Memex: The next generation of deep-Web search?
Web search engines are a great way to find information quickly, and they’re always improving the quality of their results. Google “Winter Olympics” and you get 1.69 billion results in 0.29 seconds, along with the schedule for the day’s events in Sochi and the current medal standings right there on the results page.
But those results would be the same whether you’re a government employee monitoring security at the games or a third grader wondering what time ice skating will be on. And it would take anyone a long time to go through those 1.69 billion results, which, despite their number, don’t include information the search engine hasn’t indexed — what’s called the deep Web.
The Defense Advanced Research Projects Agency wants to change that, by developing a domain-specific search engine that would be useful for government projects or missions, expanding the reach of search capabilities, sorting, organizing and storing results according to the a specific interest. With the new program, called Memex, DARPA wants to create the next generation of search technology, giving agencies better access to mission-critical information, the agency said in announcing the program.
“We’re envisioning a new paradigm for search that would tailor indexed content, search results and interface tools to individual users and specific subject areas, and not the other way around,” DARPA program manager Chris White said. “By inventing better methods for interacting with and sharing information, we want to improve search for everybody and individualize access to information. Ease of use for non-programmers is essential.”
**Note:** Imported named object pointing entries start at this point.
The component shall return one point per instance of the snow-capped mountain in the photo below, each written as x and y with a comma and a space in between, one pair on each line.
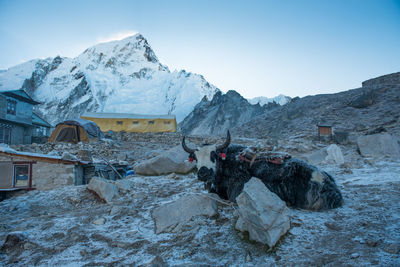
120, 76
262, 100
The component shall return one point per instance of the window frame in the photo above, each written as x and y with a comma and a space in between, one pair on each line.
11, 107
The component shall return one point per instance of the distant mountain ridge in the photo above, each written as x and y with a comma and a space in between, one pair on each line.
262, 100
120, 76
376, 104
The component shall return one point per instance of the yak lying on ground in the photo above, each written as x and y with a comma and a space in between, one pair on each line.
226, 168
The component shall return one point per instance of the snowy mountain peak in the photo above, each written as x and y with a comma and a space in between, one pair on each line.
122, 76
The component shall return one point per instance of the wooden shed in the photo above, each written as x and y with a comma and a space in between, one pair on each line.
17, 170
324, 130
119, 122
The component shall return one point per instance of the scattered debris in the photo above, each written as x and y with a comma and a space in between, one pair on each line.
103, 188
378, 146
171, 161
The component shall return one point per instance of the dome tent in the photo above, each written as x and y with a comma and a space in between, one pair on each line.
76, 130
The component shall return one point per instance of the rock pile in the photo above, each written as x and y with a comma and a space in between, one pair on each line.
262, 213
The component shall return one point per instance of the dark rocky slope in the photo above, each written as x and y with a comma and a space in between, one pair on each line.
375, 104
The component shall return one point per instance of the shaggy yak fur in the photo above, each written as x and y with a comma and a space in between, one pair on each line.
296, 182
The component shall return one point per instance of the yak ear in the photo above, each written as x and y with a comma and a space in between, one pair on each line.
184, 146
227, 142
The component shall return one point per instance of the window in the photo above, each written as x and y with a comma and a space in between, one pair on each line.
5, 133
11, 106
21, 175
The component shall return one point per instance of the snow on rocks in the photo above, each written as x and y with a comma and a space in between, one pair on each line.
378, 146
262, 213
169, 217
331, 154
171, 161
103, 188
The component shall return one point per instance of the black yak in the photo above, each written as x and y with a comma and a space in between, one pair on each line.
226, 168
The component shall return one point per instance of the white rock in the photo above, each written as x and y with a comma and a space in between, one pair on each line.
262, 213
68, 156
170, 216
124, 186
171, 161
103, 188
100, 221
378, 145
331, 154
335, 154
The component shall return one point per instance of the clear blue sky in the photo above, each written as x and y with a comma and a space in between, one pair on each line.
296, 48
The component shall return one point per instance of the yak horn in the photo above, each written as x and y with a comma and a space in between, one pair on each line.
227, 142
188, 150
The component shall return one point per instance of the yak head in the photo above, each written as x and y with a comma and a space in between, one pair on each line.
206, 158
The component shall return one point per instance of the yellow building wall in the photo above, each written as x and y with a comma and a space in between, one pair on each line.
135, 125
In a Broad Agency Announcement, DARPA said it is looking to surpass the current scope of indexed search results, which often can miss temporary pages, pages behind forms, shared content across pages and other types of content. The agency also wants to return to searches and build on them over time, rather than having each search be a single instance, as it is on commercial search engines.
DARPA said it envisions Memex to eventually be used for any public-domain content, but it will first be used to counter human trafficking, which DOD sees as an important mission. Human trafficking, which has a strong online element, plays into many military, intelligence and law enforcement investigations, DARPA said, and better search and analysis could help combat it.
Memex will include three technical areas:
1. Domain-Specific Indexing, which would include a scalable, adaptable Web crawling infrastructure that could include such features as natural language processing, image analysis, multimedia extraction and other features. It also should be resistant to counter-crawling measures, bot detection and other barriers to the extraction of information.
2. Domain-Specific Search, which would include a domain-specific interface that can be configured for a person, specific types of content, locations and entity movement and other factors. DARPA would also expect developers working in these first two areas to develop and query language capable of directing the searches.
3. Applications, which involve developing applications to support technical areas 1 and 2, starting with apps that support efforts to counter human trafficking.
DARPA will hold a proposer’s day Feb. 18, 2014, in Arlington, Va. Registration closes on Feb. 13 at 5 p.m.
Kevin McCaney is a former editor of Defense Systems and GCN.